M. Arnaud Bazin, rapporteur spécial. Le Gouvernement fait valoir que l’amendement est satisfait dès lors que le bénéfice de l’AES a déjà été ouvert à ces publics en 2020. Il ne serait donc plus nécessaire de financer cette prestation sur le budget 2021. L’argument est clair.
Pour notre part, nous considérons qu’une nouvelle aide exceptionnelle de solidarité sera très probablement nécessaire en 2021. Nous préférons donc laisser au Gouvernement de quoi financer cette aide pour les bénéficiaires de l’AFIS, en attendant qu’il revienne nous demander d’ouvrir 2 milliards d’euros supplémentaires pour tous les autres, conformément à ce que nous avons dit dans le cadre de nos interventions liminaires.
La commission est donc défavorable à cet amendement.
M. Philippe Mouiller.
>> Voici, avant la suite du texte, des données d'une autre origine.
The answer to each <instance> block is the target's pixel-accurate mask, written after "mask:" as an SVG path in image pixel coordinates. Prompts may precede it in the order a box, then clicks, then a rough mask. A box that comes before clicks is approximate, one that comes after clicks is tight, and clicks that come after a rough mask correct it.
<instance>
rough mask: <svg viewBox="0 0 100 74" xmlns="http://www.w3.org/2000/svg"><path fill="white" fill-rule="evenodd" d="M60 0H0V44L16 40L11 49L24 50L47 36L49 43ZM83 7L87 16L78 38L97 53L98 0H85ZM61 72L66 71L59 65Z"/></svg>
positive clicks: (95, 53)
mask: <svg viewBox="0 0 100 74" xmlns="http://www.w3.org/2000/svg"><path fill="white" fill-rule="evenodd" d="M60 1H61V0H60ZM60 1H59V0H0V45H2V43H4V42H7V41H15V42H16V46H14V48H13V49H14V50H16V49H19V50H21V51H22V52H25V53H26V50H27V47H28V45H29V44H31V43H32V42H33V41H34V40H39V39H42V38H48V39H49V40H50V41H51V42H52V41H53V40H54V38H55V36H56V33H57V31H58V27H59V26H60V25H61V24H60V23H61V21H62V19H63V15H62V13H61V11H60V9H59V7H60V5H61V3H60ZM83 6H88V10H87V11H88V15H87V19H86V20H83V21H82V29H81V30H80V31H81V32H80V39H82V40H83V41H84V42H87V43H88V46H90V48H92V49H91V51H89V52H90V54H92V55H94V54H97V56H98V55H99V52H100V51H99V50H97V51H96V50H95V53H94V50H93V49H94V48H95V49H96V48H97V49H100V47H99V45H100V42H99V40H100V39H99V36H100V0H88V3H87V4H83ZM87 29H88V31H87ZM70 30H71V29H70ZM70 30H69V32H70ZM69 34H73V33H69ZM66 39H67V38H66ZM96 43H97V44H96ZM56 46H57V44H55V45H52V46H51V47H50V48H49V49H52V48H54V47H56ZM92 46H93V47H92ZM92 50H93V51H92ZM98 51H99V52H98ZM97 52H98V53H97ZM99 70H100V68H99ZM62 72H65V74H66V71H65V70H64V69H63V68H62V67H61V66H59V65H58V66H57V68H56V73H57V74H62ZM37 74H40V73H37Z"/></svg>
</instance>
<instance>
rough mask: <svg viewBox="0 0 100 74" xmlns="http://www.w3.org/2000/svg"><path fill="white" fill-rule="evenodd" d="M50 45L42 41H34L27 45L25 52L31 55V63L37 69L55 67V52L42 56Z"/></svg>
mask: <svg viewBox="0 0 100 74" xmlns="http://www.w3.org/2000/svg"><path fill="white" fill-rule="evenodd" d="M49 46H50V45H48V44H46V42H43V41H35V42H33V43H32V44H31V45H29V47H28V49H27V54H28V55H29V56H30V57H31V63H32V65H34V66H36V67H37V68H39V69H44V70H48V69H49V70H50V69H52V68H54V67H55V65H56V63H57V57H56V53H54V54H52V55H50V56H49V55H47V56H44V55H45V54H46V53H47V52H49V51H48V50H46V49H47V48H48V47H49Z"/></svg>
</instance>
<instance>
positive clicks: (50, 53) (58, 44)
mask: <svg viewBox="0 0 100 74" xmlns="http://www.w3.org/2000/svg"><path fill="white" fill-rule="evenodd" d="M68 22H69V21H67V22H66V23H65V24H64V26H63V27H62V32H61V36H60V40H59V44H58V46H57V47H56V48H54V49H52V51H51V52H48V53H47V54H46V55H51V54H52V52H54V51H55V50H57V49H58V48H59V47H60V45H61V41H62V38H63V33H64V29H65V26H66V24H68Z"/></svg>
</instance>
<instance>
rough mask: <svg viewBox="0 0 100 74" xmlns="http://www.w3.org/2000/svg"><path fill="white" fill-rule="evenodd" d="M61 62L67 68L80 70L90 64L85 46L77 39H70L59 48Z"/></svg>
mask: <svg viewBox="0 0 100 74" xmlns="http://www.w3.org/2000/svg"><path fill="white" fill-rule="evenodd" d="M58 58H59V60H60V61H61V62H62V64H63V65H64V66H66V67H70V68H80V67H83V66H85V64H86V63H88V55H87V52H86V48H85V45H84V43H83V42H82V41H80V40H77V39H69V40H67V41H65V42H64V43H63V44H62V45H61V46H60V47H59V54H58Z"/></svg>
Très bien !
Mme le président. Nous allons procéder au vote des crédits de la mission « Solidarité, insertion et égalité des chances », figurant à l’état B.
Je n’ai été saisie d’aucune demande d’explication de vote avant l’expiration du délai limite.
Je mets aux voix ces crédits, modifiés.
(Les crédits sont adoptés.)
Mme le président. J’appelle en discussion les articles 68 et 69, ainsi que l’amendement portant article additionnel, qui sont rattachés pour leur examen aux crédits de la mission « Solidarité, insertion et égalité des chances ».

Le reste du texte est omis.